Maurizio Maggiani: Provare dolore
Sono giusto tre anni che un giorno via l’altro, tutti quelli che pensano di poter dire qualcosa di intelligente si interrogano e si rispondo sul grande tema: di quale natura è la guerra scatenata da Al Qaida?
Molto più raramente sento dire qualcosa di interessante su un tema su un tema per niente secondario: chi vincerà questa guerra? Credo che sia perché questa è una questione assai meno accademica e assai più cocente: Sono soltano i presidenti in campagna elettorale che amano fare scommese su questo tema, come dire?, scottante, ma non c’è in tutto il mondo un allibratore disposto ad accettarle.
Personalmente non mi pare di essere particolarmente furbo se penso che Bin Laden, o qualche suo alter ego, non entrerà mai alla testa delle sue truppe a New YorK, o a Mosca o a Roma; sono ragionevolmente certo che non lo farà nemmeno a Riad, nemmeno alla Mecca, nemmeno a Karaci.
Come sono altrettanto certo che non sia mai stata nelle sue ambizioni una cosa del genere.
L’unica vittoria che voleva e poteva ottenere l’ha gia avuta: ha cambiato la storia e la percezione che della storia hanno gli uomini; le ha cambiate in peggio per moltissimi tra loro, quelli che, per l’appunto, ha deciso di tenere come nemici suoi, delle sue idee e di quello che pensa sia il suo popolo.
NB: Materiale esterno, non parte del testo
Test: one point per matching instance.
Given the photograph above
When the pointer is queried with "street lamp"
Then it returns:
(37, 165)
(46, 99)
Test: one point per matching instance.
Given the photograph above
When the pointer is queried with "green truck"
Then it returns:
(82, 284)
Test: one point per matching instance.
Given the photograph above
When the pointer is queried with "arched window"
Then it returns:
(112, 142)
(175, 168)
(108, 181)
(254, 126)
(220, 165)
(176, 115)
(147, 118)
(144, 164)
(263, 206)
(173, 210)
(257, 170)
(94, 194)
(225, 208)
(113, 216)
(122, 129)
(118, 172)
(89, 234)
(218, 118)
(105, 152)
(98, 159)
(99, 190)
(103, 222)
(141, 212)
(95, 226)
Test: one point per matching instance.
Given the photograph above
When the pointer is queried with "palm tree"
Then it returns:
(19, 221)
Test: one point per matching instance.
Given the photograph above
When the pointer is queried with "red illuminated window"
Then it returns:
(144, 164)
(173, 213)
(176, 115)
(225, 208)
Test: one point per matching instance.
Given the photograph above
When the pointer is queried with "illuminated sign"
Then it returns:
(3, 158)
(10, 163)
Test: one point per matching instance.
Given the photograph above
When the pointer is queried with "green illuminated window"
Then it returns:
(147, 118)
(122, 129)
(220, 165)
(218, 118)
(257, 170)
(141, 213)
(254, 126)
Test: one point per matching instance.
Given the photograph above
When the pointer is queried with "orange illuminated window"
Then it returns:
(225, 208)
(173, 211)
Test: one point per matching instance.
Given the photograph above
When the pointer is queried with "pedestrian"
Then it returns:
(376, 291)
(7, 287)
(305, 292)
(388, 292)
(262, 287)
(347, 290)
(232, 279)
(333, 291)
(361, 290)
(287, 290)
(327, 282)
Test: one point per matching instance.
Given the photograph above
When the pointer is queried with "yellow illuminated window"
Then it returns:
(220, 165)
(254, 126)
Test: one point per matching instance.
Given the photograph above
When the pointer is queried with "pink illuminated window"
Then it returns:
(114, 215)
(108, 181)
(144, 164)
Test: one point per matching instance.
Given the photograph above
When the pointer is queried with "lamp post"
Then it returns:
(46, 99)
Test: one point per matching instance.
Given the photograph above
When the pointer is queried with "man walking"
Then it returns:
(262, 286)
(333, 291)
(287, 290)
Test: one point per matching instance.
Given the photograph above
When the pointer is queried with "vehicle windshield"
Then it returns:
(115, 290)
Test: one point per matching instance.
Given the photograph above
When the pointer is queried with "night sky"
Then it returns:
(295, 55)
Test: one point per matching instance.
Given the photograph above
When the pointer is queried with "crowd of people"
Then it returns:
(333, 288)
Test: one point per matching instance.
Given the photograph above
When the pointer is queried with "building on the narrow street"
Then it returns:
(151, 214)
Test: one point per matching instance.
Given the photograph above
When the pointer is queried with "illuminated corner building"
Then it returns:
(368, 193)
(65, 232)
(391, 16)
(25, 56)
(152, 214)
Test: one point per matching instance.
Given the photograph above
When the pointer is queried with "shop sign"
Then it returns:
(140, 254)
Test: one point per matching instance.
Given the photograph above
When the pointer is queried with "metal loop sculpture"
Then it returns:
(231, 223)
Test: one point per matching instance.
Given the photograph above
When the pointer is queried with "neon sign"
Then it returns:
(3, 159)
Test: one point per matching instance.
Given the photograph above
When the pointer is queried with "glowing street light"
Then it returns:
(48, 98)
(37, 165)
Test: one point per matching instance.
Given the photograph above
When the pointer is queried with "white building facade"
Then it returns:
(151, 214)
È una grande vittoria per lui, una tragica sconfitta per i suoi nemici. Io tra loro.
Ma che genere di sconfitta ho subito? Cosa significa, ad esempio, aver cambiato la percezione della realtà?
Ho un esempio.
Questa mattina un grande quotidiano ha pubblicato un reportage da Sharm El Sheick con interviste ai turisti italiani poche ore dopo l’attentato di Taba. Il giornalista rileva che i suoi compatrioti in vacanza non mostrano nessuna paura e neppure nessun particolare turbamento. Nessun particolare turbamento è un eufemismo per dire: non gliene frega niente. È morta ammazzata a due passi da lì della gente, gente come loro innocente e indifesa, un attimo prima intenta a fare le loro stesse cose balneari e non gli passa nemmeno per la capa di provare una qualche emozione di una qualche profondità. C’erano due ragazze a Taba che parlavano la loro stessa lingua e avevano il loro stesso passaporto, ma nemmeno questo è bastato per ingenerare un qualche particolare turbamento.
L’agenzia Ansa informa che gli aerei per Sharm stanno partendo da Fiumicino belli pieni. E riporta la seguente dichiarazione di una giovane in gita premio con la sua azienda: “Certo la notizia dell’attentato a Taba credo che abbia rattristato chiunque si batta per un mondo dove regni la pace e l’uguaglianza tra i popoli. Io, però non mi faccio spaventare da questi tragici eventi. È per questo che ho deciso di partire lo stesso”. Aggiunge un collega: “Anche perché se avessimo rinunciato al viaggio avremmo fatto il gioco dei terroristi. No, non dobbiamo assolutamente farci intimorire”. Non vi sembrano le dichiarazioni di circostanza di un presidente quando conferma, all’indomani del solito tragico attentato, che i nostri ragazzi resteranno per continuare nell’ impegno a costruire la pace nel martoriato paese? Si che vi sembrano, visto che sono identiche.
Nessuna paura, dunque, e nessun particolare turbamento. Niente e nessuno ha diritto di rovinarci le strameritate vacanze a Sharm, nemmeno Al Qaida. Turisti coraggiosi che sfidano il più infido nemico di tutti i tempi. Avanguardia dei valori dell’Occidente pronti a difendere un lembo di terra italiana. Perché Sharm è territorio italiano, come si sa. Un pezzetto di paradiso, l’ultimo, per i poveracci che sgobbano tutto l’anno a mille euro al mese. Ne bastano cinquecento per una settimana di sogno. Uomini e donne che hanno lasciato pezzetti di cuore e di cervello lungo la strada della loro storia, che hanno imparato a sopportare di tutto, che continueranno a farlo, se gli dai una settimana di tregua a Sharm. Brava gente tra milioni di altra brava gente che ha imparato a non farsi turbare dalla Storia, adesso che si va facendo sui cumuli di cadaveri di una guerra che va perdendo mentre si lascia alle spalle quel po’ di anima che le era rimasta. In grado di percepire la realtà in base all’unico principio che pensa possa ancora salvarla: a un palmo del mio cul non sento dolore. Lo diceva già la mia nonna. E se è il mio dolore che volete, allora sì, posso rilasciare una dichiarazione ufficiale. Prestampata, mandata a memoria, stilata dal ministero nazionale della retorica.